There is one stock that I bought when it was extremely low. I sold it when Trump was elected because I was afraid the market would tank. My bad. I did buy it back a few years ago, and it's done well, but at my age, I feel safer leaving my money in savings. People my age are happy to see interest rates rising. The low rates did. help a lot of people buy homes, but unfortunately, investors bought up a huge percentage of homes in cities like Atlanta, driving up the prices of homes, along with rents. There are so many reasons why the economy looks both good and bad at the same time.

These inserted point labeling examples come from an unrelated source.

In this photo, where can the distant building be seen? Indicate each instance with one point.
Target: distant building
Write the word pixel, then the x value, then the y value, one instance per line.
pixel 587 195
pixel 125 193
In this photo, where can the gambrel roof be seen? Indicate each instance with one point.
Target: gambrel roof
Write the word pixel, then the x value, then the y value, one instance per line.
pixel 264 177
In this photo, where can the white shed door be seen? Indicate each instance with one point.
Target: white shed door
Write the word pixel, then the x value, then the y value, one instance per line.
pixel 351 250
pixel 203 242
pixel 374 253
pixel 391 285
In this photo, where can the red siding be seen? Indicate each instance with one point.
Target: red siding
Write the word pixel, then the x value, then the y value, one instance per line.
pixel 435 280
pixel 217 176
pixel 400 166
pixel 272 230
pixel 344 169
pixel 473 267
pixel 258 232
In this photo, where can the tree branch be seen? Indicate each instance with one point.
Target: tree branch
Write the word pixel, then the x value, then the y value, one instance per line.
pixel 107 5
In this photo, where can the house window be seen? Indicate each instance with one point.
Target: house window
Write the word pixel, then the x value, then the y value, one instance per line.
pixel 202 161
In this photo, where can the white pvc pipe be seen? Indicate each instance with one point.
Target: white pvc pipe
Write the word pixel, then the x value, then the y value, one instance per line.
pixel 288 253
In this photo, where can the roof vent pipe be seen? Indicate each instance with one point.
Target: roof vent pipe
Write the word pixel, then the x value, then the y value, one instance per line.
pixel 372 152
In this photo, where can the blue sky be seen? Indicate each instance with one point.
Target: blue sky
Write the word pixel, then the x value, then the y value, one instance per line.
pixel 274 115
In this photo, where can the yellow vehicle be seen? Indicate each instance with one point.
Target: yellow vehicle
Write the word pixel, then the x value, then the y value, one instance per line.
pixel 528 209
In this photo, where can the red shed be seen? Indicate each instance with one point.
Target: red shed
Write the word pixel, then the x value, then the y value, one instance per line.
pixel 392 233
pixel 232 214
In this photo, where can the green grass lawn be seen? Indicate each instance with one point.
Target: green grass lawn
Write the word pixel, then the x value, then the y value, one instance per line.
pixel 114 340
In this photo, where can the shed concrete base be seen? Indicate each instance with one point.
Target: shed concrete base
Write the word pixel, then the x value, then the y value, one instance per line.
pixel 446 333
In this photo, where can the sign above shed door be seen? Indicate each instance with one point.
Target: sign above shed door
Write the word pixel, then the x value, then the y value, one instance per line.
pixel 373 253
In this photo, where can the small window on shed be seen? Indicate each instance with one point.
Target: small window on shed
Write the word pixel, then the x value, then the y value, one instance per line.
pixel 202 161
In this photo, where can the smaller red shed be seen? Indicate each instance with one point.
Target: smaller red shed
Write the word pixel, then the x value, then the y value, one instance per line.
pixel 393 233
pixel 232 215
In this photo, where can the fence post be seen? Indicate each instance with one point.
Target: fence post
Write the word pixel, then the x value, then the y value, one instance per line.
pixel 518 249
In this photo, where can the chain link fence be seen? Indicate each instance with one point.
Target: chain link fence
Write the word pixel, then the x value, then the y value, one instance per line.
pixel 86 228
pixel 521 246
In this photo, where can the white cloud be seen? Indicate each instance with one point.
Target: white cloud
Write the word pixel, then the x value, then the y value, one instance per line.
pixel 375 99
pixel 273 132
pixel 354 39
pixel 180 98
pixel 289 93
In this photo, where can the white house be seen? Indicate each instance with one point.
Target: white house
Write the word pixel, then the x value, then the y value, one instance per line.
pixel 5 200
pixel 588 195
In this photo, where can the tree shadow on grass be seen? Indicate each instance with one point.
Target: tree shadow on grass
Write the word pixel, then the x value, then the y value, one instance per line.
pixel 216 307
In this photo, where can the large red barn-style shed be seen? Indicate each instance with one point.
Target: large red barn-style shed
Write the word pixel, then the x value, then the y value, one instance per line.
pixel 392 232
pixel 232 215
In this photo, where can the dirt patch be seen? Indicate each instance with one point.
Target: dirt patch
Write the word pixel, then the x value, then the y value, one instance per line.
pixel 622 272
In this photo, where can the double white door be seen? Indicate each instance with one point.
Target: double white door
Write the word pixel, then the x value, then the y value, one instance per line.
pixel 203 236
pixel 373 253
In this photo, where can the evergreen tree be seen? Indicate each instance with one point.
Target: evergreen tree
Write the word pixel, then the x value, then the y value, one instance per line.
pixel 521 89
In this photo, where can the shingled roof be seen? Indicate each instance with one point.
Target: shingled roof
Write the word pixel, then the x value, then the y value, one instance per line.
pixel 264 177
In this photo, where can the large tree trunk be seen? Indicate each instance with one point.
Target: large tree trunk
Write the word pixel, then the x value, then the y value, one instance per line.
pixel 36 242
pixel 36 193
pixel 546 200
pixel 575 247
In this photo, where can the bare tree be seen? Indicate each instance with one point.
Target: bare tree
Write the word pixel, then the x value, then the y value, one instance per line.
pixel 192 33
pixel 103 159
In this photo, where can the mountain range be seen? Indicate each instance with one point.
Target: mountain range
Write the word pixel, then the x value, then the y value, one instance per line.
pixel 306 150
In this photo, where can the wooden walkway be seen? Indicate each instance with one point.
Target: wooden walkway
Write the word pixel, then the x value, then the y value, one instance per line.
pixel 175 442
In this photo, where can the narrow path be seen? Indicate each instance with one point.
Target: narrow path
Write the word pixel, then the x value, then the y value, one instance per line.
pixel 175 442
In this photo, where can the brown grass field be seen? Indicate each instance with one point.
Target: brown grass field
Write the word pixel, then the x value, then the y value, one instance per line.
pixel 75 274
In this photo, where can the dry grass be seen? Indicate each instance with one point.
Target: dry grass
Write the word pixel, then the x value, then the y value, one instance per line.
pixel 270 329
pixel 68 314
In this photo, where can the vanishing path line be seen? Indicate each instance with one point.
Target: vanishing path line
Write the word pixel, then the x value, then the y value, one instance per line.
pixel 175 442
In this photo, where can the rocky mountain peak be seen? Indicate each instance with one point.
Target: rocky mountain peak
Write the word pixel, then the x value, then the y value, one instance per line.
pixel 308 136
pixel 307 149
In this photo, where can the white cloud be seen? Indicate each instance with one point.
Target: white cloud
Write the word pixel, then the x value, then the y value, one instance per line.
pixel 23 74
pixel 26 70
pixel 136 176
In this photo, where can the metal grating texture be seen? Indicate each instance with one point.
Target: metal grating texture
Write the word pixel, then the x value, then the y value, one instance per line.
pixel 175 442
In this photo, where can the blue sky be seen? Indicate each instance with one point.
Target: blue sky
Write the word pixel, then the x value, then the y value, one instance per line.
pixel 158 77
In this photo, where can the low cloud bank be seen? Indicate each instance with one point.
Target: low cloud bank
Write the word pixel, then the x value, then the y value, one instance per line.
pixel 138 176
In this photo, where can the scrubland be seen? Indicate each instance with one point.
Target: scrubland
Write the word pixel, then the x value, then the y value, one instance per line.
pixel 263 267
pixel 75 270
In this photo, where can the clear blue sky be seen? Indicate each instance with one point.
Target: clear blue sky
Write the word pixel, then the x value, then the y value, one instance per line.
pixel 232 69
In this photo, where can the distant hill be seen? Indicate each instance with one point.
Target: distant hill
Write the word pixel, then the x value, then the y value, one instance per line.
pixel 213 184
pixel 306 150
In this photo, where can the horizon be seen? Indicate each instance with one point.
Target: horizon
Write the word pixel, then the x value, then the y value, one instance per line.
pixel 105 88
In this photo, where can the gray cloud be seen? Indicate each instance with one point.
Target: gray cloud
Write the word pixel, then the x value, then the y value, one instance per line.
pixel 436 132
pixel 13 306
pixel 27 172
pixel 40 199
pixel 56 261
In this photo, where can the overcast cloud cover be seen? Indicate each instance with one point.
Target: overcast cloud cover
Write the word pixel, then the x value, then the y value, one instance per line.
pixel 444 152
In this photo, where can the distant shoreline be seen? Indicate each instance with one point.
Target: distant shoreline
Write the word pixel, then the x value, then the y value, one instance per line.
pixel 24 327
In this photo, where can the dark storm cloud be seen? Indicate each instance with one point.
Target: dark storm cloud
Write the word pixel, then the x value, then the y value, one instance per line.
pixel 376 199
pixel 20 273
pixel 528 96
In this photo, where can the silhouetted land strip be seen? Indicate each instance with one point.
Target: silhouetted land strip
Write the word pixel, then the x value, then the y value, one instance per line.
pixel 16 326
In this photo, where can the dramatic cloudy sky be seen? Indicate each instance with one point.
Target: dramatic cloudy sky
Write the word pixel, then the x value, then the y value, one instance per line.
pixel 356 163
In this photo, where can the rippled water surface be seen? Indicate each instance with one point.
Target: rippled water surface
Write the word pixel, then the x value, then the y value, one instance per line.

Btw, the biggest mistake that small investors make is holding on to a stock as it tanks. Sometimes you just have to face reality and sell a stock at a loss, instead of watching it tank down even more. Remember the crash of 1987. Remember what happened to tech stocks around 1999? The market is always risky, sometimes even when you follow the best advice. The market might do better than bonds over all, but you have to have the right stocks or you can lose your ass. At my age, I'd prefer not to take so many risks.

What was this thread about again? :)
Well, when I say stocks, I'm really talking about mutual funds. If you buy individual stocks, and that company goes down, you're hosed. IMO (I'm not a professional) the biggest mistake small investors make is buying into the stock market, then selling when there is a dip. Small investors tend to only buy when the market is going up; sell when it goes down. Not a sound strategy. I remember well the crash of 87; the crash after 9-11; the tech crash. People who sold during these periods lost their ass. I didn't sell. I still have most of those tech stocks. They've been my best long term performers. Having said that, people should only invest up to their risk tolerance. My neighbor won't invest in the stock market. He tends to check his investments every day. He has no tolerance for risk. He's 29!! But you have to do what allows you to sleep at night!
 
Day traders say they sleep well, but I doubt it. Too many times their week consists of four wins and one loss, and they wake up on Saturday no further ahead than they were on Tuesday, having fretted and agonized over hour-to-hour vacillations all week. Guess it’s okay for some types but it would make me crazy. I’d rather work for a living.